Week 2

The second week of lectures focuses on linear regression and getting practice with the tooling. This problem set revolves around the Howell dataset, which involves several hundred individuals’ height, age, weight, and sex.

The first question involves building a linear regression model of height on weight. The question is the inverse relationship to the example in chapter 4 of the book, which involves the relationship between weight on height. I spent a lot of time learning pymc3 and translating the problem using a new tool. The first few hurdles here had to do with a few inconsistencies in the pymc3 materials — compatibility_interval has been replaced with hdi_prob inside of az.summary, and az.hdp has been replaced with az.hdi. It took me longer than I’d like to realize that I needed to create the model summary via sample_posterior_predictive. pymc3 requires declaring the data as an explicit variable to apply out of sample data for prediction. Finally, I found that my compatibility intervals did not match the solution at all. For example, for an individual with a height of 140cm, I get 35.0/48.0kg on the lower/upper 89th percentile for the compatibility interval, while the solution has 29.1/42.8kg. I am using the default MCMC method via pymc3 instead of the quadratic approximation in the book. Still, I would assume that the compatibility interval and uncertainty are derived from the data and not by the method to compute the model. The difference is not apparent after comparing my solution to the professors, so I’m moving on since I’ve gotten the general gist of the shape of the problem.

The second problem involves finding the total causal effect of age on weight. The problem includes DAG that puts height as an indirect influence on weight, but this is a red-herring.
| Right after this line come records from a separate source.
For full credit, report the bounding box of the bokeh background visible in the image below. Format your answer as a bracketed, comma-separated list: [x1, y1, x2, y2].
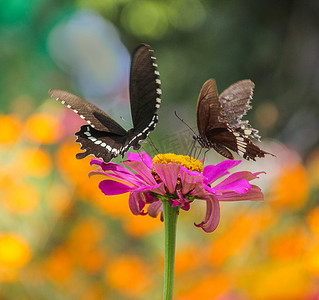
[0, 0, 319, 300]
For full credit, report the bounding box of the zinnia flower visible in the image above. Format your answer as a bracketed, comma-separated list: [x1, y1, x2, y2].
[90, 152, 264, 232]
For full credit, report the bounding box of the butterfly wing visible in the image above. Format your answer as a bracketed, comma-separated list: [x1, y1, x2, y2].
[208, 130, 272, 160]
[196, 79, 227, 139]
[75, 125, 126, 162]
[49, 89, 127, 135]
[219, 80, 260, 140]
[49, 89, 127, 162]
[130, 44, 162, 133]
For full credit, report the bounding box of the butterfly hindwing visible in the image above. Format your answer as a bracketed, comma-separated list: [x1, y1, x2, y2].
[197, 79, 226, 138]
[219, 79, 260, 140]
[196, 79, 272, 160]
[75, 125, 126, 161]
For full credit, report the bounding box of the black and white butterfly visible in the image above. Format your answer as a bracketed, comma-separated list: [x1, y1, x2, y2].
[194, 79, 272, 160]
[49, 44, 162, 162]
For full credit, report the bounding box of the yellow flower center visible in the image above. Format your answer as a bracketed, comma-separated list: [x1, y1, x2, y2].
[153, 153, 204, 172]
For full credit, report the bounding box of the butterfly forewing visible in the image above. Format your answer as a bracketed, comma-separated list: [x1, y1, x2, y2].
[197, 79, 226, 138]
[130, 44, 162, 133]
[49, 89, 126, 135]
[75, 125, 126, 161]
[197, 79, 270, 160]
[49, 44, 161, 162]
[219, 80, 260, 140]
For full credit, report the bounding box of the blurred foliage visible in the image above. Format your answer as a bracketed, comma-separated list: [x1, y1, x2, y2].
[0, 0, 319, 300]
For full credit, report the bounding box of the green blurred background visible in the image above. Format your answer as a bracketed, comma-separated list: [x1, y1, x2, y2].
[0, 0, 319, 300]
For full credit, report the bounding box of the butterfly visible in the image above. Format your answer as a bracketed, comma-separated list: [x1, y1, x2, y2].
[49, 44, 162, 163]
[194, 79, 273, 160]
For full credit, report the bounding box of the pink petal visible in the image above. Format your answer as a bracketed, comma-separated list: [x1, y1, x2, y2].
[89, 171, 144, 186]
[189, 183, 212, 198]
[90, 158, 131, 173]
[147, 200, 163, 218]
[153, 163, 180, 193]
[122, 161, 156, 185]
[213, 171, 262, 193]
[144, 182, 166, 196]
[126, 152, 153, 169]
[177, 190, 190, 211]
[203, 160, 241, 184]
[179, 167, 203, 195]
[128, 192, 145, 215]
[172, 199, 181, 207]
[195, 196, 220, 232]
[217, 185, 264, 201]
[99, 180, 135, 196]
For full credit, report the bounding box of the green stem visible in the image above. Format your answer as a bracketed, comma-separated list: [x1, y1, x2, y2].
[162, 199, 178, 300]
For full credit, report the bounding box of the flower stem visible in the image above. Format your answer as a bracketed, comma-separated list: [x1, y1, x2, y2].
[162, 199, 178, 300]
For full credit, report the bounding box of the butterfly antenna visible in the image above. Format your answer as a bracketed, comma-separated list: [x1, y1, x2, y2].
[120, 116, 132, 126]
[186, 140, 196, 156]
[174, 110, 196, 134]
[147, 137, 159, 154]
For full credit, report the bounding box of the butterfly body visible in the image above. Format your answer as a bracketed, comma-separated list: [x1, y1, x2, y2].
[194, 79, 270, 160]
[49, 44, 162, 162]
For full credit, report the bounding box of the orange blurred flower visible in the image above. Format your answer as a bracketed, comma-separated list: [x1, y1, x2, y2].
[55, 140, 92, 188]
[79, 284, 109, 300]
[176, 274, 230, 300]
[67, 219, 105, 256]
[268, 163, 309, 210]
[0, 178, 40, 214]
[307, 207, 319, 238]
[15, 147, 52, 177]
[0, 115, 22, 144]
[45, 183, 73, 214]
[206, 208, 276, 266]
[105, 255, 151, 298]
[0, 233, 31, 269]
[122, 212, 163, 238]
[0, 233, 31, 282]
[25, 113, 62, 144]
[175, 245, 203, 275]
[238, 259, 311, 300]
[268, 226, 309, 260]
[43, 246, 73, 284]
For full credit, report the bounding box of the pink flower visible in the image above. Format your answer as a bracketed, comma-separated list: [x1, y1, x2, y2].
[90, 152, 264, 232]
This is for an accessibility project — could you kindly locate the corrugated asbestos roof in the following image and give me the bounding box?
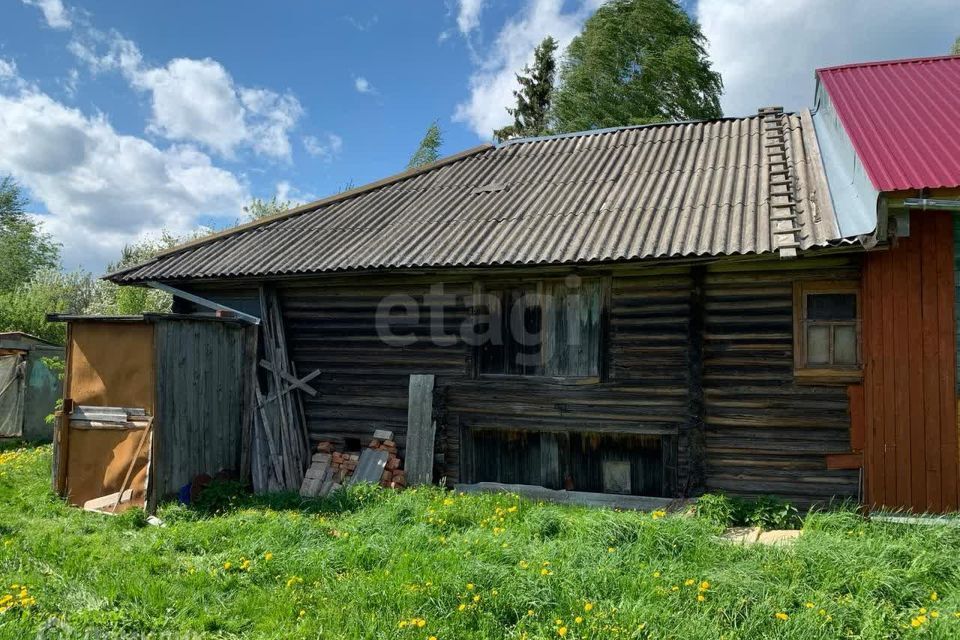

I ended up implementing a multiple-regression model involving the effects of age and height, but the solution involves a linear regression of age on weight. I don’t completely understand why we can disregard the effect of height on weight — it may be because, as a cofound, it doesn’t introduce new information to the model. The result of az.summary matched the solution closely after I corrected my model, which was comforting after the CI of the first problem.

The last problem is a linear regression with a categorical variable. This problem was probably the easiest out of the three, now that I had a few examples of building models with pymc out of the way. The most challenging piece was modeling the actual categorical value male. The book in chapter 5 exemplifies doing this using a declarative syntax that I find pleasing. In pymc, I have to model the effects explicitly (e.g., dummy code the variable and compute the dot-product).

In R:

mu <- a[sex] + b[sex]*A

In Python:

mu = pm.Deterministic("mu",
    (a[0] + b[0] * age) * male
    + (a[1] + b[1] * age) * (1 - male)
)

Plotting out the highest density interval is relatively easy, though, and there’s a clear difference between the growth of males and females over ages 0 and 13.

I decided not to the challenge problem this week instead of optimizing for actually getting through the material. If I manage to get through all the problem sets, I’ll consider returning and doing these problems to refresh my understanding with a better overview of the material. But otherwise, staying too long in one place might be limiting.